The implications from this are unfortunate:

a. We will do nothing unless you prove in detail that the package can
be synced to Debian. This implication could be removed by simply
making the automatic response to a sync request a little more
friendly: "Thank you for your sync request. We'll try to get around to
it, but you can help us immensely by following the procedure on this
page: ..."

b. When there are Ubuntu changes to a Debian package that need to
remain in a new version, we won't bother syncing the new version. This
is clearly false: there are many packages which are updated, even
though Ubuntu-specific changes need to be forward-ported. This
implication can be removed by adding instructions to the sync request
wiki page on what to do in this circumstance.

I hope these suggestions are useful: after getting the initial reply
to my bug report I was cross (because my bug report was apparently not
valued) and hopeless (because it looked as though unless I did lots of
work this package would not be synced), whereas I do not think this is
the true picture. Also, I have had no other contact from any Ubuntu
developer, even though I posted again to the bug report to explain why
I had asked for the package sync, and therefore explain the value of
my report. (There is clearly some value in users reporting why it is a
good idea to sync a certain package, as it shows both reasons and
demand for the newer version, which helps Ubuntu developers to choose
which packages to spend time syncing, when the syncing is not

Overall, so far I feel I have largely wasted my time on this report,
which is dispiriting. I feel moved to join and write to
ubuntu-devel-discuss because this is not the first time I've had such
an experience. I have four main problems with Ubuntu bug reports:

1. They get mechanised. I get cut and paste instructions (not a bad
thing in itself), and if I don't do exactly what they say, nothing
progresses (which is bad, because it reduces the interaction to a
mechanical, programmed one). Often, there is a better way to proceed
than simply to follow a standard process.

2. They get overwhelmed by clueless users. I don't know how to fix
this, sorry. I suspect it is a necessary price of Ubuntu's greater
friendliness to newbies relative to Debian, and of course newbies have
to be encouraged, educated, and turned into the next wave of experts.
I have this problem less with Debian, and indeed, when it is the right
thing to do, I report bugs direct to the Debian BTS.

3. Trying to answer the question "Do I report a bug to Ubuntu, Debian
or upstream?" itself costs a lot of time (especially when the answer
is that I should report it in two places). I may be missing ways to
streamline the process, but it seems it could still use further work.
Perhaps there is scope for a single guided reporting tool which itself
can report to any of the three places. At the moment I have manually
to choose whether I start with launchpad, reportbug, or some upstream
site where I probably have to register yet another account.

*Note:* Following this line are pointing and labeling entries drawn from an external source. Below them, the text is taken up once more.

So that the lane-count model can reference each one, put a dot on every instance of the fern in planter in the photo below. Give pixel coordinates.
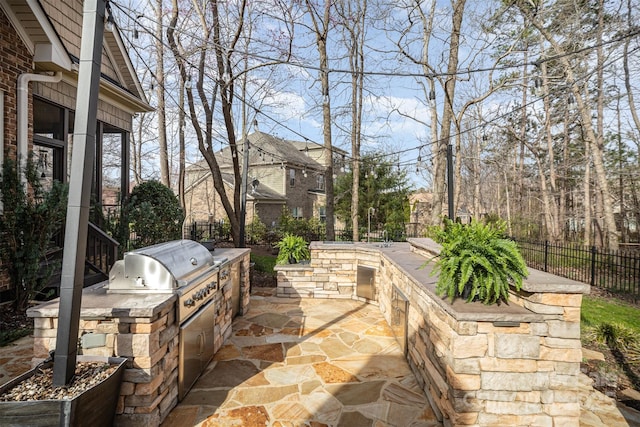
(477, 263)
(292, 249)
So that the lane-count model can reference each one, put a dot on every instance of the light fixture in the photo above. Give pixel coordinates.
(108, 23)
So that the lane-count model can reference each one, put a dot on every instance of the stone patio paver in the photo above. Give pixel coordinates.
(325, 363)
(303, 396)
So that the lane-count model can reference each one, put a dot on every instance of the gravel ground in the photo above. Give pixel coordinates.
(40, 385)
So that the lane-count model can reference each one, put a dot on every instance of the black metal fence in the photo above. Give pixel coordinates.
(616, 271)
(221, 232)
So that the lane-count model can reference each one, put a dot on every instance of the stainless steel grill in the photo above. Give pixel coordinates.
(188, 269)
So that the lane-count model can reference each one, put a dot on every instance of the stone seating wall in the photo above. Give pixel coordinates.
(509, 364)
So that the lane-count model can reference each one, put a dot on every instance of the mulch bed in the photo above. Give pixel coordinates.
(39, 386)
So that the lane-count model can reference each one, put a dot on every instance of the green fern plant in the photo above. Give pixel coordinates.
(292, 249)
(477, 263)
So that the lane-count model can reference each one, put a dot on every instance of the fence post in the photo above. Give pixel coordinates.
(594, 252)
(546, 255)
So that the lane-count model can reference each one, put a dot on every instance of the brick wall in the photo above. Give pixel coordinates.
(515, 364)
(147, 336)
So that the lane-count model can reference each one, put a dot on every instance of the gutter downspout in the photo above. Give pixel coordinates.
(22, 107)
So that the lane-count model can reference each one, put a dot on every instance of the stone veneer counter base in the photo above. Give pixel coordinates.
(144, 328)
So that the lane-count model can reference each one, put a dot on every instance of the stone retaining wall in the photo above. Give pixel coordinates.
(147, 334)
(515, 364)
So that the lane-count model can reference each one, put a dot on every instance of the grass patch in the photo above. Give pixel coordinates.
(597, 310)
(7, 337)
(263, 263)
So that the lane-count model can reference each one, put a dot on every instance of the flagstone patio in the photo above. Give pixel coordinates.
(312, 362)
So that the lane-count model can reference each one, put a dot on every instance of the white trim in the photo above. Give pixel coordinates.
(18, 27)
(22, 113)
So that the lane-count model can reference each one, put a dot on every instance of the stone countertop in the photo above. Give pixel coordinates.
(232, 254)
(418, 269)
(98, 303)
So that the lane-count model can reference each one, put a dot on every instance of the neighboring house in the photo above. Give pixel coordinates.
(281, 174)
(40, 45)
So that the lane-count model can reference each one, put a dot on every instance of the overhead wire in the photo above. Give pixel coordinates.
(536, 63)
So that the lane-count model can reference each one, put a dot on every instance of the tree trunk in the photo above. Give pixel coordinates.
(440, 156)
(181, 141)
(321, 29)
(594, 141)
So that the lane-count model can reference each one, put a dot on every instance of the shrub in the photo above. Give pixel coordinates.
(154, 214)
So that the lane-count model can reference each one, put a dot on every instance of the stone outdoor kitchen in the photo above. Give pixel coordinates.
(508, 364)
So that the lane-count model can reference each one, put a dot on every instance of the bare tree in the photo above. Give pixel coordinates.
(321, 23)
(353, 17)
(160, 93)
(214, 60)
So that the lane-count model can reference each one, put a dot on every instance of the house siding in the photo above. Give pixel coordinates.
(15, 59)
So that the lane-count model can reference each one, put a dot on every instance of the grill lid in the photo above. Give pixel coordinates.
(162, 267)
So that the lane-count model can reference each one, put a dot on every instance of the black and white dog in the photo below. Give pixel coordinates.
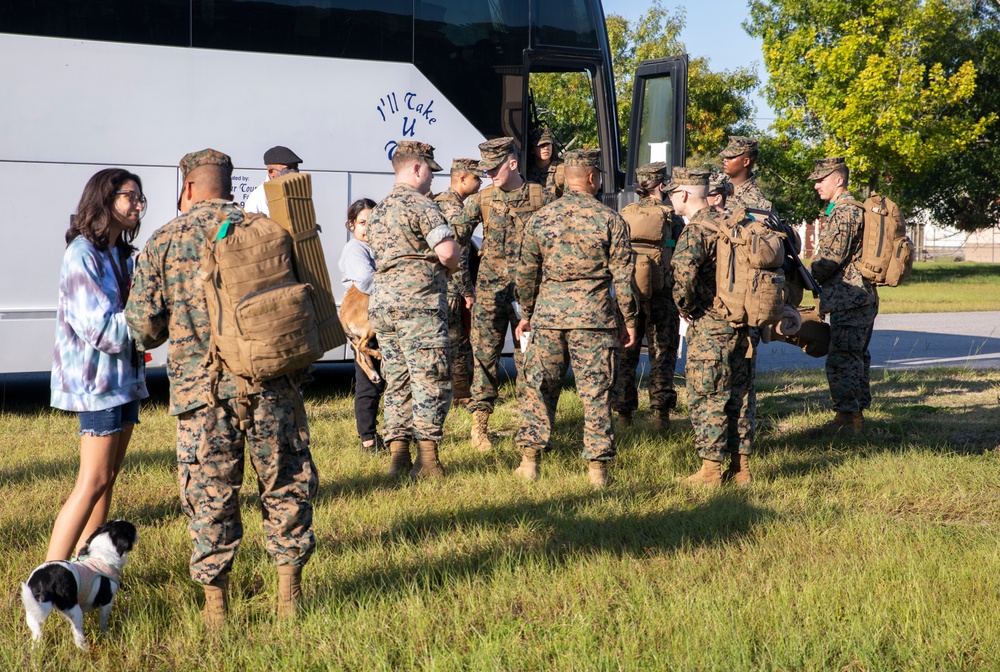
(80, 585)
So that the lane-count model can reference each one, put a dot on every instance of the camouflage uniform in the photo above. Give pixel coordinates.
(505, 216)
(459, 287)
(657, 319)
(849, 299)
(719, 375)
(167, 301)
(574, 249)
(409, 313)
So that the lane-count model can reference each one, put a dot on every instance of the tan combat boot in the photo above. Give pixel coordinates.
(216, 602)
(529, 469)
(738, 471)
(399, 458)
(427, 464)
(710, 475)
(597, 470)
(661, 419)
(480, 439)
(289, 590)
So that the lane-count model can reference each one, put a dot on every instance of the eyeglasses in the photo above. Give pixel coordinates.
(134, 196)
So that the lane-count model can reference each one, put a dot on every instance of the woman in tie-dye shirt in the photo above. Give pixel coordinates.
(96, 370)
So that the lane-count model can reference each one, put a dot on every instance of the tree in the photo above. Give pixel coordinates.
(866, 79)
(718, 102)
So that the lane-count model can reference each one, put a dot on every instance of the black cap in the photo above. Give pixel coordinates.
(280, 155)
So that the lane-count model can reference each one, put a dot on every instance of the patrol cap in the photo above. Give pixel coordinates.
(738, 145)
(584, 158)
(281, 155)
(421, 150)
(692, 177)
(204, 158)
(494, 152)
(718, 184)
(541, 137)
(826, 166)
(651, 171)
(470, 165)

4. A single bug report is addressed by different developers, not all
of whom take the trouble to understand the whole picture. Hence, they
make incorrect decisions (often for example closing a bug when it's
not really fixed). I find this happens much less on Debian where most
packages typically have a single maintainer. I suspect this is a
downside of the MOTU system. The danger here is that I end up
respecting Ubuntu devs rather less than Debian developers, because
they seem (because of their greater breadth) less clueful. Also,
rather a lot of time is probably wasted as a result of poor decisions.
I hope that the greater flexibility of the MOTU system makes up for
it, but I'm not sure. (The converse problem on Debian is overloaded
maintainers who never get around to replying to a bug report, but I
don't think that happens any more often than on Ubuntu.)

Don't think I'm net-negative on Ubuntu: I am profoundly grateful that
it builds on Debian rather than starting from scratch, and I think
it's a brave decision, given the bureaucratic difficulties that
necessarily involves; not to mention the additional difficulties that
come from a far greater focus on the user (which is the why I use
Ubuntu and not Debian). I hope the above remarks have some use.